9. In response, Ld. D.R. placed reliance on the observations made by Ld. PCIT I the 263 order.

10. We have heard the rival contentions and perused the material on record.

11. On going through the contents of the 263 order and the assessment records, we observe that firstly there was no evidence lack of enquiry on part of the Assessing Officer on the aspect of allowability of claim of deduction under Section 57 of the Act. We observe that the case of the assessee was opened under limited scrutiny to examine whether the deduction against interest income from other sources has been correctly shown in the return of income and also to examine whether deduction claimed on account of interest expenses is deductible. The assessee had also filed replies to the query raised by the Assessing Officer during the course of assessment proceedings. Even before Ld. PCIT, the assessee had filed written submissions giving the basis for claim of deduction of interest expenses under Section 57 of the Act by stating that the aforesaid interest income had been incurred exclusively for the purpose of earning interest income and accordingly the order passed by the Assessing Officer was not erroneous and prejudicial to the interest of the Revenue. The assessee had filed detailed written submission before Ld. PCIT explaining that the notice issued under Section 263 of the Act was on an incorrect understanding / appreciation of the facts of the assessee’s case and the assessee had submitted that the interest expenditure had been incurred wholly for the purpose of earning interest income.
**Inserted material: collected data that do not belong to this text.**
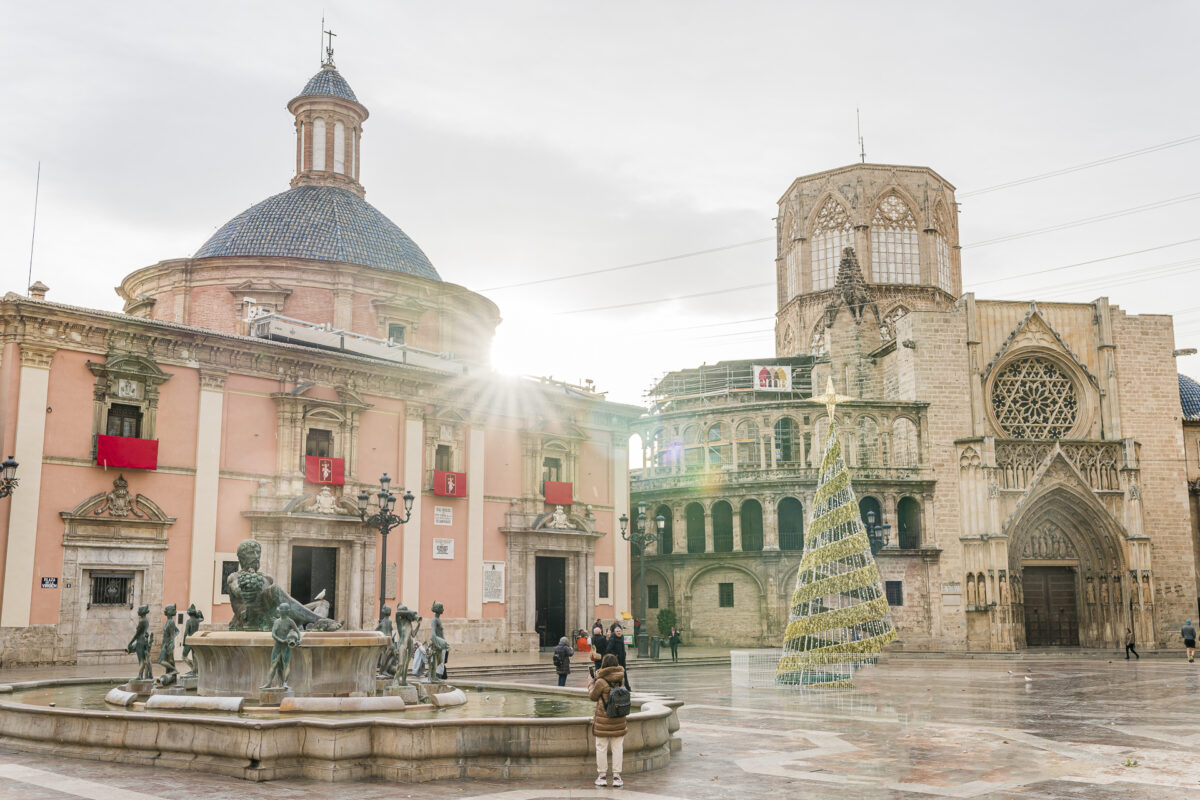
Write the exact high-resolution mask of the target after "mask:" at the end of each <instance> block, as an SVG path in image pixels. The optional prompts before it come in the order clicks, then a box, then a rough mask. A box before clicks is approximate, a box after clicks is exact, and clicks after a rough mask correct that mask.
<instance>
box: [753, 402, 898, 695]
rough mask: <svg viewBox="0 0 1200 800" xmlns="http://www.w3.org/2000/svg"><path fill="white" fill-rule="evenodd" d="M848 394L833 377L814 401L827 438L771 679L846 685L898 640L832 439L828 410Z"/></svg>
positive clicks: (843, 462)
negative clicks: (825, 388)
mask: <svg viewBox="0 0 1200 800" xmlns="http://www.w3.org/2000/svg"><path fill="white" fill-rule="evenodd" d="M846 399H850V398H847V397H841V396H839V395H836V392H834V389H833V380H829V383H828V384H827V389H826V393H824V396H823V397H815V398H814V401H815V402H820V403H824V404H826V408H827V409H828V410H829V414H828V419H829V438H828V440H827V441H826V451H824V457H823V458H822V459H821V479H820V481H818V483H817V491H816V495H815V497H814V500H812V519H811V522H810V523H809V530H808V535H806V536H805V539H804V555H803V557H802V559H800V567H799V571H798V573H797V576H796V591H794V593H793V594H792V603H791V607H790V613H788V618H787V630H786V631H785V632H784V656H782V657H781V658H780V660H779V666H778V667H776V669H775V682H776V684H792V685H803V686H812V687H823V688H845V687H848V686H852V685H853V682H852V681H853V676H854V670H856V669H857V668H859V667H862V666H865V664H870V663H875V661H876V660H877V658H878V654H880V652H882V650H883V646H884V645H886V644H888V643H889V642H892V640H893V639H894V638H895V637H896V631H895V627H894V626H893V625H892V613H890V610H889V609H888V601H887V597H886V596H884V593H883V583H882V581H881V579H880V571H878V569H877V567H876V566H875V558H874V557H872V555H871V543H870V540H869V539H868V536H866V528H865V527H864V525H863V521H862V518H860V517H859V511H858V500H857V499H856V498H854V488H853V487H852V486H851V483H850V470H848V469H847V468H846V461H845V458H844V457H842V452H841V443H840V441H839V439H838V422H836V417H835V415H834V408H835V405H836V404H838V402H840V401H846Z"/></svg>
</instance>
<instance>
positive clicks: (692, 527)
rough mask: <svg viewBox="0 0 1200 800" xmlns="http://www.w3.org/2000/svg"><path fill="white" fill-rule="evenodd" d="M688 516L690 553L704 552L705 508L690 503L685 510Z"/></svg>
mask: <svg viewBox="0 0 1200 800" xmlns="http://www.w3.org/2000/svg"><path fill="white" fill-rule="evenodd" d="M684 513H685V515H686V516H688V552H689V553H703V552H704V506H702V505H700V504H698V503H689V504H688V507H686V509H685V510H684Z"/></svg>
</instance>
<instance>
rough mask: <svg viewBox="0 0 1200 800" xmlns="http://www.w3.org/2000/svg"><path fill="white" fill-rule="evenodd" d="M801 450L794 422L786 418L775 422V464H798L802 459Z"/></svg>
mask: <svg viewBox="0 0 1200 800" xmlns="http://www.w3.org/2000/svg"><path fill="white" fill-rule="evenodd" d="M803 450H804V447H803V446H800V443H799V441H798V437H797V429H796V422H793V421H792V420H791V419H790V417H786V416H785V417H784V419H781V420H780V421H778V422H775V463H776V464H799V463H800V462H802V461H803V459H804V452H803Z"/></svg>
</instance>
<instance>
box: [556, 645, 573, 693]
mask: <svg viewBox="0 0 1200 800" xmlns="http://www.w3.org/2000/svg"><path fill="white" fill-rule="evenodd" d="M574 655H575V650H571V645H570V643H569V642H568V640H566V637H565V636H564V637H563V638H560V639H559V640H558V646H557V648H554V669H556V670H558V685H559V686H566V676H568V675H569V674H571V656H574Z"/></svg>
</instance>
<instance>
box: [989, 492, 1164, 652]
mask: <svg viewBox="0 0 1200 800" xmlns="http://www.w3.org/2000/svg"><path fill="white" fill-rule="evenodd" d="M1088 494H1090V493H1088ZM1009 530H1010V540H1009V546H1008V558H1009V575H1008V576H1007V577H1008V578H1009V581H1008V583H1009V584H1010V585H1007V587H1006V585H1004V578H1006V576H1003V575H1001V576H998V579H997V585H996V587H995V590H996V591H997V593H998V594H1000V595H1001V596H1000V602H1001V603H1002V604H1003V603H1006V602H1012V606H1013V609H1014V616H1016V618H1018V619H1014V620H1013V622H1014V628H1015V630H1014V633H1015V638H1016V640H1018V642H1020V640H1021V638H1022V633H1024V642H1025V644H1026V646H1085V648H1117V646H1121V639H1122V637H1123V634H1124V628H1126V627H1127V626H1128V627H1135V621H1134V619H1133V618H1134V616H1135V614H1134V609H1133V603H1132V602H1129V603H1127V601H1128V600H1129V599H1130V593H1129V590H1128V588H1127V587H1126V581H1124V576H1126V572H1127V570H1126V565H1127V564H1128V558H1127V553H1126V547H1124V533H1123V530H1122V529H1121V528H1120V525H1117V523H1116V522H1115V521H1112V518H1111V517H1110V516H1109V515H1108V512H1106V511H1105V510H1104V509H1103V507H1099V504H1098V501H1097V500H1096V499H1094V497H1088V495H1085V494H1084V493H1082V492H1080V491H1076V489H1073V488H1067V487H1062V486H1060V487H1055V488H1051V489H1049V491H1046V492H1044V493H1042V494H1040V495H1039V497H1037V498H1036V499H1034V500H1033V501H1032V503H1030V504H1028V506H1027V507H1026V510H1025V511H1022V512H1020V513H1019V516H1018V517H1016V518H1015V519H1014V521H1013V523H1012V525H1010V529H1009ZM1009 596H1010V597H1009ZM1140 610H1141V609H1140V608H1139V609H1138V612H1139V613H1140ZM1147 630H1150V628H1147Z"/></svg>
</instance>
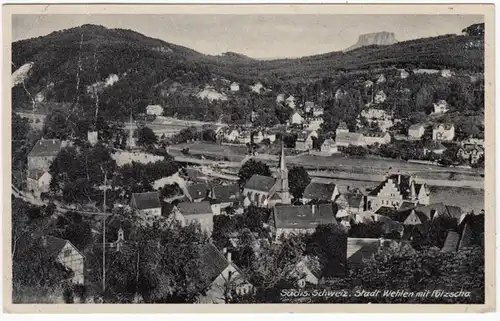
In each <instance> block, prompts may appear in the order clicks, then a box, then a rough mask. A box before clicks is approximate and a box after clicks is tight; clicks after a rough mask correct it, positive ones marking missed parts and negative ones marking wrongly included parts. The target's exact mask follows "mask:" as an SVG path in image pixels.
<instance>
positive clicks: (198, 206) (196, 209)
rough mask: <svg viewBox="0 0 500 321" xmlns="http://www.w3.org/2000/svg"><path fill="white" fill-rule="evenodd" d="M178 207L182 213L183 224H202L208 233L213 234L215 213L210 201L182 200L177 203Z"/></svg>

Further, the assessee had also submitted that only that part of interest expenditure had been claimed by way of deduction under Section 57 of the Act, which had been incurred for earning interest income and the proportionate part of the interest expenditure which was not utilized for earning interest income had not been claimed by the assessee as deduction under Section 57 of the Act. However, the PCIT did not give any specific finding to controvert the written submissions filed by the assessee during the course of 263 proceedings and proceeded to hold that the assessment order passed by the Assessing Officer is erroneous and prejudicial to the interest of the Revenue. Accordingly, looking into the facts of the instant case we are of the considered view that Ld. PCIT has erred in facts and law in holding that the assessment order passed by the Assessing Officer in the instant case is erroneous and prejudicial to the interest of the Revenue. Accordingly, we hereby direct that the order passed under Section 263 of the Act is liable to be set-aside.

12. In the result, the appeal of the assessee is allowed.